Nerdeyse haftada 2 veya 3 defa yerel ve ulusal basında “Katerina Köşkü turizme kazandırılmayı bekliyor” diye haber yapılan köşke, sanki lanetliymiş gibi bir türlü dokunulmuyor. Kimilerinin ‘Katerina Köşkü veya Katherina Köşkü” dediği, aslında Rus Çarı 2. Nikola’nın 1896 yılında av köşkü olarak yaptırdığı tekparça ahşap bina, bazı duyarsız vatandaşlar tarafında tüm duvarlarına yazılar yazılarak adeta tuval olarak kullanılıyor. Kars’a gelen yerli ve yabacı ziyaretçilerin gezi programına dahil ettiği Av Köşkü, bizleri gururlandıracağına utandırıyor. Köşkü gezen tüm ziyaretçiler ve yöre halkı, ‘bu şehrin sahibi yok mu, olsaydı sahip çıkarlardı!’ diyerek dert yanıyor. Köşkü gezen tüm ziyaretçiler, tüm ahşap duvarlarına yazılar ve resimler çizen cahilleri kınıyor. Duvarlarına yazı yazanların bu saldırgan tutumuna anlam veremeyen ziyaretçiler, ‘Bu köşk başka bir ülkede olsaydı dünyaca tanınırdı’ şeklinde hayıflanıyor.
Sarıkamış’ta 1896 yılında yapılmış olan köşkün yekpare ağaçtan ve tek bir çivi bile kullanılmadan yapılmasına rağmen, yöre halkı tarafından saldırılara maruz kalmaya devam ediyor. Rus Çarı 2. Nikola’nın Av Köşkünün içerisinde bir kendini bilmezin yazdığı ‘Hayalimsin Katerina’ sözü tarihi varlıklarımıza ne kadar sahip çıktığımızı ve nasıl baktığımızı açıkça otaya koymaya yetiyor.
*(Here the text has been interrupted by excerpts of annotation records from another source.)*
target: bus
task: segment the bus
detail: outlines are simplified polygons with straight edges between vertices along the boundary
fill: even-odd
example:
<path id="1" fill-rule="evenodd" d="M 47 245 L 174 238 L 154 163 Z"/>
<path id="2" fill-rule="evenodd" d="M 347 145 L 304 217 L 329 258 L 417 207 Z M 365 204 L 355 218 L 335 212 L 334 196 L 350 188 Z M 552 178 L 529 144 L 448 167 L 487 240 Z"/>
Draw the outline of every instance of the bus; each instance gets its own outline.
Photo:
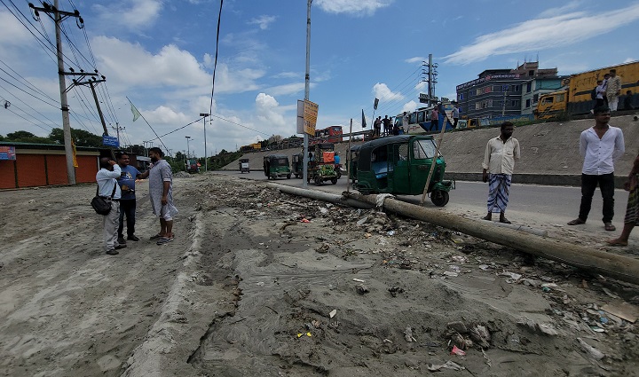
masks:
<path id="1" fill-rule="evenodd" d="M 315 130 L 315 137 L 311 140 L 311 144 L 339 143 L 343 140 L 342 126 L 330 126 L 326 129 Z"/>
<path id="2" fill-rule="evenodd" d="M 417 110 L 408 113 L 408 127 L 405 130 L 402 125 L 402 117 L 404 113 L 398 114 L 395 117 L 395 124 L 399 127 L 400 132 L 406 134 L 423 134 L 429 131 L 430 129 L 430 112 L 435 108 L 436 105 L 420 107 Z M 439 109 L 439 122 L 437 129 L 433 129 L 432 132 L 438 132 L 441 130 L 441 126 L 444 123 L 445 113 L 451 116 L 453 112 L 453 104 L 450 102 L 442 102 L 438 105 Z M 442 111 L 443 110 L 443 111 Z M 459 126 L 459 124 L 458 124 Z M 446 122 L 446 130 L 452 130 L 453 124 L 451 122 Z"/>

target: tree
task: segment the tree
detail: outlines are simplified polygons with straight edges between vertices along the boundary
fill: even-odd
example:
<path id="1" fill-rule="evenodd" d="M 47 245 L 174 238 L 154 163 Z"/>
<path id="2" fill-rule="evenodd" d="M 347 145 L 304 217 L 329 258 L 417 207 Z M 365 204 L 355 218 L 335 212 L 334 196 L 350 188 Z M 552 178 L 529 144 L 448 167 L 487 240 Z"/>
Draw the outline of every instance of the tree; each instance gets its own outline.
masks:
<path id="1" fill-rule="evenodd" d="M 49 138 L 36 136 L 28 131 L 15 131 L 8 133 L 5 141 L 14 141 L 16 143 L 53 144 L 53 142 Z"/>
<path id="2" fill-rule="evenodd" d="M 53 129 L 49 138 L 56 144 L 64 144 L 64 130 L 62 129 Z M 77 146 L 94 146 L 96 148 L 103 148 L 102 137 L 92 134 L 84 130 L 71 129 L 71 138 L 74 139 Z"/>

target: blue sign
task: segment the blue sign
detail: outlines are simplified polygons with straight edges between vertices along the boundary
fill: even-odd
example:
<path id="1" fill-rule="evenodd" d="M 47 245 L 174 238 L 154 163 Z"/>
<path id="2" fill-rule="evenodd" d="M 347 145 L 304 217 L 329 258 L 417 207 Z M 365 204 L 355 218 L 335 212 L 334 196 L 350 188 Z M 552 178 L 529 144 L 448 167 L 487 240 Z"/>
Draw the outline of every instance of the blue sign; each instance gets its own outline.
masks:
<path id="1" fill-rule="evenodd" d="M 107 146 L 120 146 L 120 142 L 118 141 L 117 137 L 112 136 L 103 136 L 102 145 Z"/>

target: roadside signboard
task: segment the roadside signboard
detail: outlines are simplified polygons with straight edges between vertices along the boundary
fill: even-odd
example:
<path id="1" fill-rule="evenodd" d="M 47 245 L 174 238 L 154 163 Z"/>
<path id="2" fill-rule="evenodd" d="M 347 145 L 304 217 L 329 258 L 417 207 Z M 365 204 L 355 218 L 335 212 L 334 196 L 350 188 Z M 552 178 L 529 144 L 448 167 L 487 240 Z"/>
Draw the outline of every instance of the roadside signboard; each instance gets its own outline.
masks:
<path id="1" fill-rule="evenodd" d="M 0 146 L 0 160 L 15 160 L 15 146 Z"/>
<path id="2" fill-rule="evenodd" d="M 106 146 L 120 146 L 120 142 L 118 142 L 117 137 L 113 136 L 103 136 L 102 137 L 102 145 Z"/>

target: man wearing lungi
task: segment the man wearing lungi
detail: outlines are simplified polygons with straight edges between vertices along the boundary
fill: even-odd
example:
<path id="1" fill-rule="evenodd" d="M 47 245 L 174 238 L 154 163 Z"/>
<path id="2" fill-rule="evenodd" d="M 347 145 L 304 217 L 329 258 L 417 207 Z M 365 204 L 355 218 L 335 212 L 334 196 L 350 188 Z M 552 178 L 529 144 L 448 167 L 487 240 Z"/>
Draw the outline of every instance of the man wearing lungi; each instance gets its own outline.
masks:
<path id="1" fill-rule="evenodd" d="M 519 142 L 512 137 L 513 123 L 501 123 L 501 133 L 495 138 L 488 140 L 484 153 L 483 179 L 488 182 L 488 215 L 484 220 L 493 220 L 493 213 L 499 212 L 500 223 L 510 224 L 506 218 L 510 192 L 510 181 L 515 160 L 519 159 Z"/>

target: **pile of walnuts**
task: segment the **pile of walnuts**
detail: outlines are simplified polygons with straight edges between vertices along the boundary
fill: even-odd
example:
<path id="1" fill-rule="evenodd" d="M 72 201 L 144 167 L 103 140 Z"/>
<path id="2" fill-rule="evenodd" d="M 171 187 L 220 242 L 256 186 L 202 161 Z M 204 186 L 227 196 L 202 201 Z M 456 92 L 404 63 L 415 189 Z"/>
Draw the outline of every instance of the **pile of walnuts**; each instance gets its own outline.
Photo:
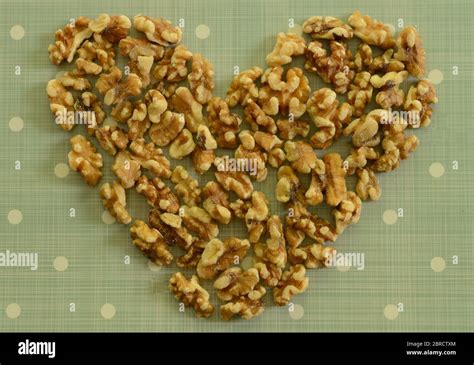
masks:
<path id="1" fill-rule="evenodd" d="M 143 36 L 130 36 L 132 26 Z M 200 279 L 214 281 L 226 320 L 261 314 L 269 289 L 280 306 L 304 292 L 306 269 L 324 267 L 335 254 L 326 242 L 359 221 L 362 200 L 380 198 L 377 173 L 396 169 L 416 149 L 418 138 L 407 131 L 430 123 L 437 98 L 422 79 L 425 51 L 414 27 L 395 38 L 387 25 L 356 11 L 347 23 L 311 17 L 303 32 L 310 42 L 279 33 L 268 68 L 236 75 L 225 99 L 213 95 L 212 64 L 180 44 L 181 29 L 166 19 L 79 17 L 56 31 L 49 46 L 53 64 L 75 65 L 49 81 L 51 112 L 93 112 L 85 135 L 70 139 L 71 169 L 87 184 L 99 183 L 103 159 L 94 138 L 115 157 L 117 178 L 100 187 L 104 207 L 131 224 L 133 244 L 155 264 L 173 262 L 170 246 L 183 250 L 177 265 L 194 268 L 197 276 L 174 274 L 170 290 L 197 316 L 214 311 Z M 348 41 L 355 37 L 353 53 Z M 123 70 L 117 53 L 128 60 Z M 295 57 L 305 58 L 304 70 L 289 66 Z M 312 91 L 305 71 L 327 87 Z M 410 75 L 419 81 L 405 94 L 401 85 Z M 377 107 L 369 110 L 372 101 Z M 244 121 L 235 107 L 243 108 Z M 387 112 L 392 109 L 410 113 L 393 116 Z M 107 115 L 116 126 L 104 123 Z M 67 120 L 60 126 L 71 131 L 78 123 Z M 311 123 L 315 132 L 309 135 Z M 318 157 L 315 150 L 343 136 L 352 140 L 348 156 Z M 172 159 L 190 157 L 197 174 L 214 171 L 215 180 L 199 186 L 185 168 L 171 167 L 163 147 Z M 218 149 L 227 154 L 217 156 Z M 226 158 L 254 161 L 255 174 L 217 168 Z M 272 197 L 254 187 L 265 181 L 269 166 L 278 169 Z M 309 184 L 301 181 L 305 174 Z M 354 174 L 358 181 L 349 191 L 346 176 Z M 133 188 L 151 206 L 148 222 L 127 211 L 126 190 Z M 286 204 L 283 218 L 270 212 L 275 198 Z M 333 208 L 332 222 L 310 211 L 322 203 Z M 248 237 L 220 239 L 219 226 L 235 218 L 245 223 Z M 243 270 L 249 250 L 254 264 Z"/>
Yukarı Sarıkamış’ta bulunan ve 2 ayrı yapından oluşan Av Köşkü, beton kolanlar sayesinde ayakta duruyor ve peç sistemi ile bu kolonlar içerisinden sağlanan ısı ile ısıtılmış olması ile de dikkat çekiyor. Dönemin Rus yönetimi tarafından değerli misafirlerin ağırlandığı köşkün bir zamanlar hastane ve saray olarak kullanılmış. Rus Çar’ı Nikola döneminde eşi Katherina için yaptırdığı zannedilen bu köşk aslında Çar'ın verem hastası oğlu Aleksi için bir rehabilitasyon merkezi ve aynı zamanda da ailenin kışın ve yazın kullandığı av köşkü olarak yapılmıştır. Bu Köşk, Çar'ın Av Köşkü olarak bilinmektedir. Çarlık dönemine ait Türk filmlerinin çoğunun bu köşk ve çevresinde çekilmiş olduğu da biliniyor.